Development and validation of a low-cost direct current resistivity meter for humanitarian geophysics applications

Abstract

Insufficient access to safe drinking water is one of the most challenging global humanitarian issues. The development of low-cost microcontrollers and the widespread availability of cheap electronic components raise the possibility of developing and using low-cost geophysical instrumentation with open-source designs and software solutions to circumvent geophysical instrumentation capital cost issues. To these ends, we alter an existing low-cost direct current (DC) resistivity meter design and develop an optional modular Raspberry Pi data-logging system to improve the unit’s functionality and usability and to ensure data integrity. Numerical modeling and physical testing demonstrate that the system is more robust than previously published low-cost designs and works in a more diverse range of geologic scenarios — especially conductive environments.
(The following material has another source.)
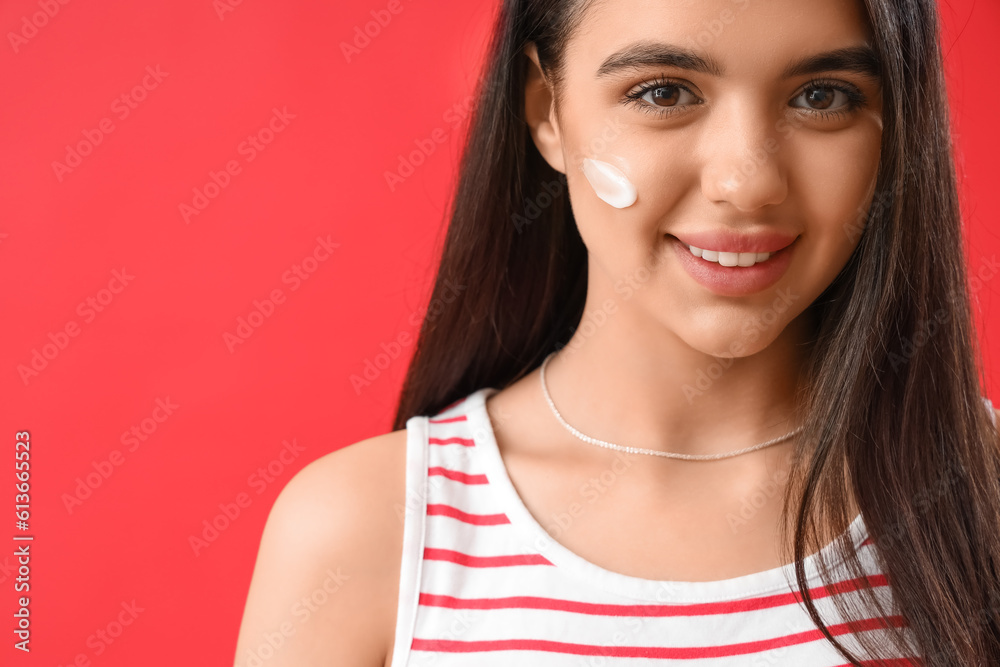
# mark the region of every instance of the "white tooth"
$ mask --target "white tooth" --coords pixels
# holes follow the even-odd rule
[[[719,264],[722,266],[736,266],[739,258],[740,254],[738,252],[720,252]]]
[[[724,252],[720,250],[705,250],[693,245],[688,246],[688,250],[695,257],[715,262],[722,266],[753,266],[759,262],[765,262],[771,257],[769,252]]]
Our instrument was tested in a Geoscientists Without Borders project jointly run between researchers from Colorado School of Mines (CSM) and Université d’Abomey-Calavi (UAC), Cotonou, Benin. A key project component involved CSM and UAC students constructing and validating two low-cost DC resistivity meters and then using these instruments for fieldwork aimed at better characterizing and monitoring the health of a local aquifer used as a groundwater source for communities in the Cotonou region. The low-cost instruments were successfully used alongside a commercial resistivity meter to acquire data for 2D inversion of aquifer hydrostratigraphy, indicating the presence of a clay-sand contact. The costs of the redesigned instrument and data logger, respectively, are $177 and $108 (in 2021 USD) with future cost reductions possible, which are fractions of the price of commercial resistivity meters.